Da mesma forma que o salvadorenho lapidou sua imagem como o CEO de El Salvador, Marçal também usa o sucesso no ramo empresarial como uma cartada para chegar à prefeitura. Se a riqueza e o estilo de vida luxuoso de parte dos políticos tradicionais é frequentemente vista com desconfiança ou irritação pelo eleitor, os dois são admirados exatamente por isso. Enquanto Bukele é herdeiro das empresas da família, Marçal diz ter enriquecido com seus cursos e mentorias.
Em 2023 esta repórter esteve em El Salvador para produzir um dos episódios do podcast Autoritários, publicado pela Folha. Na ocasião, o jornalista salvadorenho Nelson Rauda explicou a adoração em torno de Bukele, que funciona para entender também a excitação com a figura de Marçal.
“É curioso porque muito do que se critica em relação a muitos políticos, como o uso de caminhonetes, o luxo, os helicópteros e tudo isso, passou a ser visto como um êxito, uma coisa aspiracional”, disse Rauda. “Ou seja, o salvadorenho quer ser como ele [Bukele], quer mandar pelo Twitter, quer ser popular, quer ser ‘cool’, quer ter dinheiro, quer discutir com todo mundo, quer ser o macho salvadorenho.”
Bukele e Marçal também se colocam como figuras inventivas, que têm ideias novas para a gestão pública –seja adotar o bitcoin como moeda oficial ou construir um teleférico como solução para o problema da mobilidade na periferia.
Os dois se valem de um amplo engajamento digital e surfam nos cortes, vídeos de curta duração que viralizam nas redes. Ambos têm alta penetração entre os jovens e ganharam espaço com a reprodução de memes favoráveis a eles.
Viralizam inclusive de forma semelhante, com frequência dando respostas ríspidas a jornalistas ou adversários. Os vídeos são cortados para fazer parecer que Bukele ou Marçal deram uma resposta que deixou o interlocutor sem reação, desconstruindo com firmeza a crítica ou questionamento feito a eles.
Com falas agressivas e sarcásticas, os dois fazem da irreverência e da impulsividade sua marca. Em meio a acusações de que minava a democracia em El Salvador, por exemplo, Bukele atualizou sua biografia no Twitter para “O ditador mais cool do mundo”.
Ativando valores da masculinidade tradicional, ambos também se vendem como homens de pulso firme, capazes de tomar uma decisão e ir até o final. “É só me dar uma caneta Bic e um mandato que eu resolvo. Por que não podemos fazer um [prédio] de mil metros?”, disse Marçal sobre críticas a uma de suas propostas de execução questionável.
No caso de Bukele, chamou a atenção que no início do governo ele tenha ordenado pelo Twitter uma série de demissões, viralizando a hashtag “SeLeOrdena” (“Você é obrigado a”).
Ambos se assemelham até nas acusações de vínculos com o crime organizado.
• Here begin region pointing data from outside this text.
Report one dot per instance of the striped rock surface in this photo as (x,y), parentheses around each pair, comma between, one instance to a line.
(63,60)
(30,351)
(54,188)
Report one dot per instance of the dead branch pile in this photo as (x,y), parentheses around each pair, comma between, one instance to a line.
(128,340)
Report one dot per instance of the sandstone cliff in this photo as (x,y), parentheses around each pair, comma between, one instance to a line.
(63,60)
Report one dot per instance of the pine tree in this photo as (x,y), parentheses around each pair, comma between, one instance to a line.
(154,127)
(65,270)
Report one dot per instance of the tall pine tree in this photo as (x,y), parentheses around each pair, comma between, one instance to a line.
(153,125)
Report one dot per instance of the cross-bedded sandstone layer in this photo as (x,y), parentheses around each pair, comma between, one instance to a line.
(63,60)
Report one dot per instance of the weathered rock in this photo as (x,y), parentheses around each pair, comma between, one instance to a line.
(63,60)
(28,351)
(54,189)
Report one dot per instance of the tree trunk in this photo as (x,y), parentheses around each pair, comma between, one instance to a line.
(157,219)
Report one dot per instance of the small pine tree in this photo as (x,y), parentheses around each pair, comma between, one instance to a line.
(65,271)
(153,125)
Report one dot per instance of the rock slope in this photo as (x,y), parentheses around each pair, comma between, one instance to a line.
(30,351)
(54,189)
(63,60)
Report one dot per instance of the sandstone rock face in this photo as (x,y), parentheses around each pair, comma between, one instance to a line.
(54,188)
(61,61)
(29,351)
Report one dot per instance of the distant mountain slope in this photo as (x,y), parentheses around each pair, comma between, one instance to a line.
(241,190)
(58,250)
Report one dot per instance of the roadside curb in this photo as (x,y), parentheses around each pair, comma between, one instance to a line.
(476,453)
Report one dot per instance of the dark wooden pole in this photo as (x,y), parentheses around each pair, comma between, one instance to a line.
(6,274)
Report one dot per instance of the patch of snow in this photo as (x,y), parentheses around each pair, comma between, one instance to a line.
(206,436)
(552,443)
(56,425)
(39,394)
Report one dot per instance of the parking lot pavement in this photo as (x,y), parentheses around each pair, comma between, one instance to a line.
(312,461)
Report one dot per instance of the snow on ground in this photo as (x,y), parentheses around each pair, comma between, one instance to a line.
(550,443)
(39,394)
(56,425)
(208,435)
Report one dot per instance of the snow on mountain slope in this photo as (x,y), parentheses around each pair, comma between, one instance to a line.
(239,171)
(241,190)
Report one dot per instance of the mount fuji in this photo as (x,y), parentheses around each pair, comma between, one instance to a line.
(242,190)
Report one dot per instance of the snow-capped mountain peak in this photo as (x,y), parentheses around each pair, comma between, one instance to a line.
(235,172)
Em setembro de 2020, o El Faro, principal jornal investigativo da América Central, noticiou com base em informes de inteligência penitenciária que Bukele havia feito um pacto com a MS-13, a maior gangue do país, para reduzir o número de homicídios em troca de benefícios e regalias.
Já Marçal tem sido questionado por supostos vínculos de aliados com a facção PCC. A Folha revelou um áudio no qual o presidente do PRTB, Leonardo Avalanche, afirma ter ligação com o grupo criminoso.
Bukele começou a carreira política como prefeito de uma pequena cidade próxima da capital. Sete anos depois, eleito presidente, passou a ser acusado de violar garantias constitucionais e sufocar o sistema de freios e contrapesos. Se eleito prefeito da cidade mais populosa do país, Marçal terá em mãos um trampolim ainda mais potente para suas aspirações presidenciais.